I finally see her on the side of the road in the middle of the city, at midnight the moonlight shining over her hair and reflecting from the street lights. I realize something. I feel something for her. I'm not sure what it is but I can't imagine what I'd do if someone hurt her. I'd kill them.

I pull over as she's visually upset.
"I can't drive. Not now I knew better but I tried it to face my fears but, I couldn't."
"What do you mean?" I say confused as I get out of the jeep and am now face to face with her sweat beading down my forehead due to the hot weather and the adrenaline coursing through my veins.
"I have... PTSD. I can't drive at night sometimes... both of my parents died in a car crash at night when I was young." She says as she looks down frowning as tears begin to silently fall from her face.

"Catalina, I'm so sorry that happened to you. I didn't realize..." she cuts me off before I can finish.
"It's okay, really. I know you didn't do anything and we all grow our grief doesn't get smaller, our world gets bigger, and we do small things that make the big world seem better." She smiles as she sniffles.
"How do you do it?" I ask her because I personally would love to hear advice on how to be so positive.

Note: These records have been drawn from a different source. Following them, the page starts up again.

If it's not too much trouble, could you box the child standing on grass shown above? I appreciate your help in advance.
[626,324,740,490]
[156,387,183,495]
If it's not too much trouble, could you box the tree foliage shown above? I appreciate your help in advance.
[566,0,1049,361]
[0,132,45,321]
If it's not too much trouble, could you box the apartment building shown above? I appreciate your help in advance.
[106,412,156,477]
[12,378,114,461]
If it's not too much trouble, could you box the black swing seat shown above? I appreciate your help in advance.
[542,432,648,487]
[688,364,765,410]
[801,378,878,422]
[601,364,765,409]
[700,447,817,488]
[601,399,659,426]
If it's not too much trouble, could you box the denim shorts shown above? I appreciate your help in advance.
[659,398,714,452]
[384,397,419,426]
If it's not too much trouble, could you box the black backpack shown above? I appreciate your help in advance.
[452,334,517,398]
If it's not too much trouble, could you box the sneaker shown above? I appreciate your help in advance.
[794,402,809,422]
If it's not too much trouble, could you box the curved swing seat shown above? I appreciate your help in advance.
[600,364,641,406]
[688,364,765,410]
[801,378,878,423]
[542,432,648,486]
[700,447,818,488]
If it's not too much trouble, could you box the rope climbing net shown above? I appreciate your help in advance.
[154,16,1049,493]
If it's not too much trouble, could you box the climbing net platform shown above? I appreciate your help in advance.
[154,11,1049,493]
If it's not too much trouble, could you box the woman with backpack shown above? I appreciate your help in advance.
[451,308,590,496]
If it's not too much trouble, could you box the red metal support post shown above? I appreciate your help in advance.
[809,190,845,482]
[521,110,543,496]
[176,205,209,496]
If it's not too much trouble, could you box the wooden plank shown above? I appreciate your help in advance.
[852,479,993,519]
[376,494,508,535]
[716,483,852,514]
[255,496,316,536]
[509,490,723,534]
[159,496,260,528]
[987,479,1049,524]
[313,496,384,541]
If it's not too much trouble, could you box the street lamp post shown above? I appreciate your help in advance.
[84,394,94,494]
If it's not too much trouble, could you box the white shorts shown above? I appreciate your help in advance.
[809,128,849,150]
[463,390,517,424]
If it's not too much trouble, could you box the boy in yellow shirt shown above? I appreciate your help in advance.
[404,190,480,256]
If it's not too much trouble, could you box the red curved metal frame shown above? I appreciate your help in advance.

"Trauma and pain are only emotions, what you chose to say and do are actions when you confuse the two you lose control of your mind. And once that happens it's hard to regain control. I just try to love and forgive." She says as she moves a step closer to me.
"How do you do it?" She stuns me with her question because I don't. I drink, I push it away and I don't talk about how I feel. I bottle it up and throw it away because I'm not allowed to be weak.
"I've lose control a long time ago and not sure where to start to look to regain control or if I even want to..." I say as I begin to feel uneasy.
"When? When did you decide you didn't deserve a chance, deserve peace and happiness?"
"I lost control when my mom committed suicide when I was 14..." I say as tears begin to fall from my eyes. I'm not sure why I'm telling her this, I've never even talked to Aria about my mom.